Von Henrik Oerding, München

Ein ganz normaler Samstagnachmittag in einem großen Elektronikmarkt in München. Zwischen Kaffeevollautomaten und digitalen Bilderrahmen hat sich eine Traube Menschen versammelt, eine junge Frau wartet bereits seit fünf Stunden. Was man sonst nur vom Marktstart des neuen iPhones kennt, hat hier einen ganz anderen Grund: Die "Bavarian Boyband" Voxxclub stellt ihr neues Album "Geiles Himmelblau" vor, mit dem sie vom 1. April an durch ganz Bayern touren.

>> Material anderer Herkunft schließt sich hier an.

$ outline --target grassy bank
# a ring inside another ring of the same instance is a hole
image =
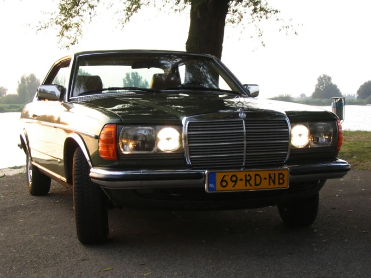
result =
[[[0,104],[0,113],[9,112],[21,112],[25,104]]]
[[[371,132],[344,131],[339,158],[350,163],[352,169],[371,170]]]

Die Band ist ein bemerkenswertes Phänomen in der deutschen Musikszene. 2013 machte sie erstmals auf sich aufmerksam, als sie in einem Einkaufszentrum in Riem einen Flashmob zu "Rock mi" von den Alpenrebellen inszenierten. Das entstandene Video wurde bei Youtube bis heute knapp neun Millionen Mal angeklickt. Schon damals waren die sechs Jungs perfekt durchgestylt, Lederhose und V-Ausschnitt, immer ein Lächeln auf den Lippen. Ihren Stil nennen sie selbst "volXpop", eine Mischung aus ein wenig Volksmusik und allen Genres des Pop, hin und wieder auch mit A-capella-Einlagen.

Wie es sich für Erfolgsformationen gehört, braucht es natürlich auch einen Gründungsmythos: In der Münchner WG von Michael Hartinger und Julian David, die beide an der Theaterakademie August Everding Musical studierten, kam zu später Stunde die Idee auf, eine Volksmusik-Pop-Kombo zu gründen. Dabei soll auch Martin Simma, Produzent von Voxxclub, beteiligt gewesen sein. Böse Zungen behaupten allerdings, dass dieser die Gruppe als Retortenband zusammengestellt hat. Der Gedanke liegt nahe, kamen doch zwei der Gründungsmitglieder statt aus dem Alpenland aus Mannheim und Mainz, außerdem erscheint die Kombination aus Volksmusik und Pop doch manchmal absurd. Die Jungs selbst betonen aber die Natürlichkeit dieser Verbindung: "Volksmusik hatten wir alle seit frühester Kindheit als gemeinsamen Nenner, und da wir alle fünf auch die üblichen Charts auf dem MP3-Player haben, war es nur eine Frage der Zeit, bis sich unser Stil zu dem entwickelt hat, was er heute ist", sagt Sänger Korbinian Arendt, der, wie die anderen Mitglieder der Band, auch ausgebildeter Musicaldarsteller ist.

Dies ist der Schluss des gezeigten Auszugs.